Library > The Generals’ Scuttlebutt: Byzantine-Resilient Gossip Protocols
The Generals’ Scuttlebutt: Byzantine-Resilient Gossip Protocols
November/2022, ACM CCS '22
GOSSIPUNIVERSAL COMPOSITION
One of the most successful applications of peer-to-peer communication networks is in the context of blockchain protocols, which—in Satoshi Nakamoto's own words—rely on the "nature of information being easy to spread and hard to stifle." Significant efforts were invested in the last decade into analyzing the security of these protocols, and invariably the security arguments known for longest-chain Nakamoto-style consensus use an idealization of this tenet. Unfortunately, the real-world implementations of peer-to-peer gossip-style networks used by blockchain protocols rely on a number of ad-hoc attack mitigation strategies that leave a glaring gap between the idealized communication layer assumed in formal security arguments for blockchains and the real world, where a wide array of attacks have been showcased.
In this work we bridge this gap by presenting a Byzantine-resilient network layer for blockchain protocols. For the first time we quantify the problem of network-layer attacks in the context of blockchain security models, and we develop a design that thwarts resource restricted adversaries. Importantly, we focus on the proof-of-stake setting due to its vulnerability to Denial-of-Service (DoS) attacks stemming from the well-known deficiency (compared to the proof-of-work setting) known as nothing at stake.

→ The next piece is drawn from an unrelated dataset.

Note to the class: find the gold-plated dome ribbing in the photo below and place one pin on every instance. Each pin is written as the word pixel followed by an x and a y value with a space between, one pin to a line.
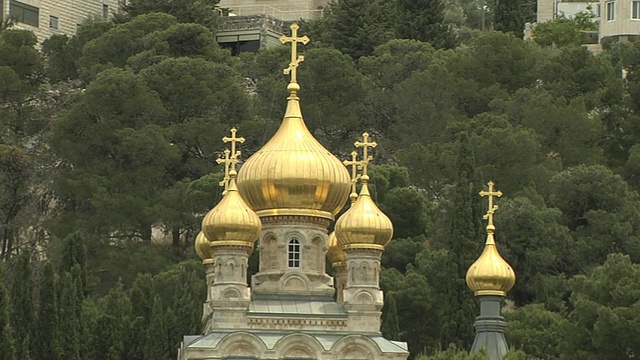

We present a Byzantine-resilient gossip protocol, and we analyze it in the Universal Composition framework. In order to prove security, we show novel results on expander properties of random graphs. Importantly, our gossip protocol can be based on any given bilateral functionality that determines a desired interaction between two "adjacent" peers in the networking layer and demonstrates how it is possible to use application-layer information to make the networking-layer resilient to attacks. Despite the seeming circularity, we demonstrate how to prove the security of a Nakamoto-style longest-chain protocol given our gossip networking functionality, and hence, we demonstrate constructively how it is possible to obtain provable security across protocol layers, given only bare-bone point-to-point networking, majority of honest stake, and a verifiable random function.